Quand j'étais enfant à Warloy-Baillon, mes jeux consistaient en des
activités saugrenues, loufoques, hors de la raison et de toute mesure.
Et s'avéraient dangereux parfois. (Outre mes cascades vélocipédiques, mes
escapades dans les champs minés des rebus létaux de la "14" et mes escalades
sylvestres vertigineuses, je fabriquais de véritables bombes portatives avec des
poudres explosives faites maison).
Pour moi tout cela semblait bien banal. Je vivais dans mes normes, ni plus
ni moins, sans me poser plus de questions.
Je respirais l'air enivrant de la liberté, loin des préjugés des adultes.
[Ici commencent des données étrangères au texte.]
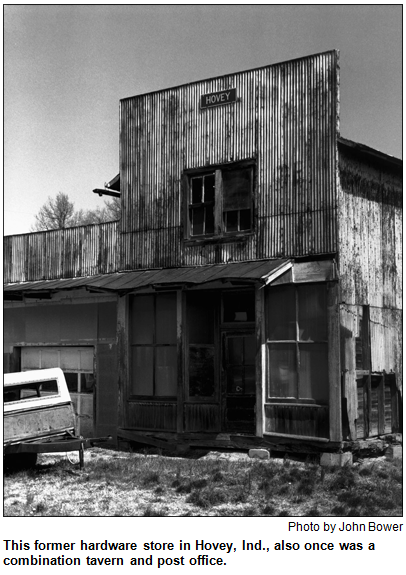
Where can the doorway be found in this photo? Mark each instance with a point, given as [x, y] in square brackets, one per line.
[238, 381]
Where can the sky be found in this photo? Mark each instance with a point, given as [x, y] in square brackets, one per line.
[67, 66]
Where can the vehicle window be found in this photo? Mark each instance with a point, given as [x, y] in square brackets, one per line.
[24, 391]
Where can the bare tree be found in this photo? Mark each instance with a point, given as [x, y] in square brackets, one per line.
[59, 213]
[113, 207]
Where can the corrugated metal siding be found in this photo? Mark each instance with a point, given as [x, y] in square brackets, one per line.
[285, 118]
[386, 339]
[370, 234]
[55, 254]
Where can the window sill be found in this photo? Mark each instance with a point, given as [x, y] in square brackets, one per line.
[238, 237]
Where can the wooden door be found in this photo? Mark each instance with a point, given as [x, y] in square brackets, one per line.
[238, 381]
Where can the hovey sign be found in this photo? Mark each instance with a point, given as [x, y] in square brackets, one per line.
[218, 98]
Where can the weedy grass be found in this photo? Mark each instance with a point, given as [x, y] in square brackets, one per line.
[151, 484]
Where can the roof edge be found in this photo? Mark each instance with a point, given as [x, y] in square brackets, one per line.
[368, 150]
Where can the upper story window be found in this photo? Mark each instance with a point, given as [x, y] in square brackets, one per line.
[220, 201]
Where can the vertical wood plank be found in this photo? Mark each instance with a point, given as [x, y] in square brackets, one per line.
[260, 367]
[124, 358]
[181, 350]
[334, 367]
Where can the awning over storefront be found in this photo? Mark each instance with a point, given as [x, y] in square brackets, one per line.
[259, 271]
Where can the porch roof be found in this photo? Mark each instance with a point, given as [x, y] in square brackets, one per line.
[264, 271]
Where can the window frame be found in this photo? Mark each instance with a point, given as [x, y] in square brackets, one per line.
[218, 204]
[298, 343]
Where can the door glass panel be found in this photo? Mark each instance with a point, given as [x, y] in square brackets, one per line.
[166, 318]
[249, 379]
[197, 189]
[141, 321]
[313, 372]
[142, 370]
[235, 350]
[282, 370]
[166, 379]
[312, 313]
[249, 350]
[201, 308]
[239, 306]
[201, 371]
[235, 382]
[281, 318]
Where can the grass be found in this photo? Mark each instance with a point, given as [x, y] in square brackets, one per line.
[133, 484]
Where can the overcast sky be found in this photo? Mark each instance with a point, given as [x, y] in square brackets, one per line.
[67, 67]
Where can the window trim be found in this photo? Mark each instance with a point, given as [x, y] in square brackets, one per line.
[219, 232]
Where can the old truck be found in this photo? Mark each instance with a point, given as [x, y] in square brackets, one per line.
[39, 417]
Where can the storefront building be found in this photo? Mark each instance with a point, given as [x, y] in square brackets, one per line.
[253, 280]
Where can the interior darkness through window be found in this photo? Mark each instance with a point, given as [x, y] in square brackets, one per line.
[221, 202]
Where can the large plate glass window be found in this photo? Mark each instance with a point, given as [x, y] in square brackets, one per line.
[296, 331]
[153, 345]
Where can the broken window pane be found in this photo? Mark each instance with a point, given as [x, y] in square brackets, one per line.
[197, 190]
[245, 220]
[209, 220]
[165, 318]
[142, 370]
[239, 306]
[236, 189]
[201, 307]
[209, 188]
[197, 221]
[166, 372]
[312, 313]
[281, 316]
[313, 372]
[201, 371]
[282, 370]
[142, 324]
[231, 221]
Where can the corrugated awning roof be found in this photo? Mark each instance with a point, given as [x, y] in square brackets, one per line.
[260, 271]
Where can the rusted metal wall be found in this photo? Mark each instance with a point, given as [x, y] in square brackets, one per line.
[72, 252]
[370, 260]
[370, 232]
[285, 117]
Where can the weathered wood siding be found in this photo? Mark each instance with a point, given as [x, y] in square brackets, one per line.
[370, 260]
[54, 254]
[285, 118]
[370, 231]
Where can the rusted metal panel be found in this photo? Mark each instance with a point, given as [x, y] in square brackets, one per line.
[370, 234]
[284, 118]
[72, 252]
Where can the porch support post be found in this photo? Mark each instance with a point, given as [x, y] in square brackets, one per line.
[260, 364]
[124, 358]
[334, 367]
[180, 314]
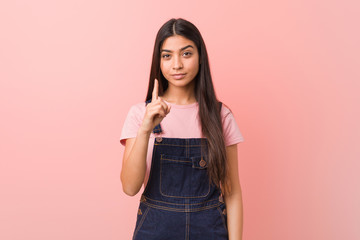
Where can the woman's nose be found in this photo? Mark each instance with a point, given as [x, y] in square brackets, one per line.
[177, 64]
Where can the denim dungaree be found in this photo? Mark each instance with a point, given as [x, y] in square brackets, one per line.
[178, 202]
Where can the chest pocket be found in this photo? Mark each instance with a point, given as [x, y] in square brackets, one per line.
[184, 177]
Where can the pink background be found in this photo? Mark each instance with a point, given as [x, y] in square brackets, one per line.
[70, 70]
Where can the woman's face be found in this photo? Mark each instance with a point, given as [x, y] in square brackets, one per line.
[179, 60]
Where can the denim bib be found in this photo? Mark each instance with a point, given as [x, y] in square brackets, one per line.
[179, 202]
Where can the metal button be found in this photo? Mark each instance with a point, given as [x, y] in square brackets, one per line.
[202, 163]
Léger comme un fétu d'insignifiance sous l'azur du printemps, aussi lourd qu'un
éléphant dès que je me confrontais aux soucis des grandes personnes, dont je me
contrefichais.
Je pouvais marcher paisiblement dans la campagne le nez dans les nuages et
cependant me tenir prêt à croiser le loup, très sérieusement. Ou bien m'endormir
dans les herbes sauvages, ivre de papillons, et m'envoler aussitôt de ma literie
végétale pour je ne sais quelle aventure forestière au retour incertain, soit
maculé de boue jusqu'aux cheveux, soit sans plus de semelles ni pensées claires,
soit encore ramenant fièrement sur le dos le cadavre décomposé d'un
renard.
Telle se présentait à moi la vie. Et je la prenais avec toute l'ingénuité
de mon coeur puéril. Mais aussi avec toute l'immensité de ma jeune âme dénuée
d'oeillères.
Bête et heureux, j'expérimentais le monde avec autant de candeur que
d'esprit pseudo scientifique, n'hésitant jamais à faire des mélanges hasardeux
avec chaque enchantement de la Création qui me tombait sous la main.
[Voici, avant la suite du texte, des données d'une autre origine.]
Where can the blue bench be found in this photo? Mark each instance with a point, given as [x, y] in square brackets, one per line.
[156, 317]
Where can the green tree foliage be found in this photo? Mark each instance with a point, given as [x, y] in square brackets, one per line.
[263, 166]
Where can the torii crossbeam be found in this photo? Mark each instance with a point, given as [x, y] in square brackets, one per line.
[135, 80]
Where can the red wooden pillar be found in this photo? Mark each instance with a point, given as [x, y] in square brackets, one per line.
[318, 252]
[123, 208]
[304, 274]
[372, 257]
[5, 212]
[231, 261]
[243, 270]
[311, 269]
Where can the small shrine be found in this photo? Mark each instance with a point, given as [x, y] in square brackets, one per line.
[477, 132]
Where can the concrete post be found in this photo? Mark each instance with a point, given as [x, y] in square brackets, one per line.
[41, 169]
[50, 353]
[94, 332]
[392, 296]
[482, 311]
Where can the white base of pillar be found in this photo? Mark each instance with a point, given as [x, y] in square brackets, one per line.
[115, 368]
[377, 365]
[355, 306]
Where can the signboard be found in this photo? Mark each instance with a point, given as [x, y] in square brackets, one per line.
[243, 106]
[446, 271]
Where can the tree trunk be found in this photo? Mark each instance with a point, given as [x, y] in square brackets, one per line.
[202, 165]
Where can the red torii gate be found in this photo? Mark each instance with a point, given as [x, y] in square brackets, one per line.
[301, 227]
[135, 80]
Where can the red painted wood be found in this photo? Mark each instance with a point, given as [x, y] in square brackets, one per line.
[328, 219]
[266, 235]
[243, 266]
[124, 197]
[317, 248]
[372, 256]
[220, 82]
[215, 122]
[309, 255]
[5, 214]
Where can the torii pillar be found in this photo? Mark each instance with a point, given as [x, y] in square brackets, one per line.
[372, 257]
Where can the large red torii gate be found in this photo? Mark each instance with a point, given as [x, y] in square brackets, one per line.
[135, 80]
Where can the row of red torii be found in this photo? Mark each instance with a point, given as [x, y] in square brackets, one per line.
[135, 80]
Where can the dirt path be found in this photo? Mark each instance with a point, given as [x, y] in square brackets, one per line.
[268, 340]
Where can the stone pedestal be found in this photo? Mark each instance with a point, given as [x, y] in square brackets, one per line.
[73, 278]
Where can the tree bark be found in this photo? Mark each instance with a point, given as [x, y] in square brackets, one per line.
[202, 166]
Je pouvais concevoir une "géniale" industrie ludique, vaine et éphémère,
basée sur l'alliance du sucre et du vinaigre. Imaginer une mélodie improbable
faite de chants d'oiseaux émis à travers un philtre de bave de limace. Ou bien
fabriquer un savon révolutionnaire hyper décapant en incorporant de vagues
acides pharmaceutiques à un bloc de margarine périmée... Enfin n'importe quelle
absurdité, pourvu que le résultat fût fracassant, ignoble, merveilleux.
Même si parfois je ne récoltais qu'une décevante, stérile, muette inertie
des choses...
Bref, j'aimais allier le pétard à la guimauve.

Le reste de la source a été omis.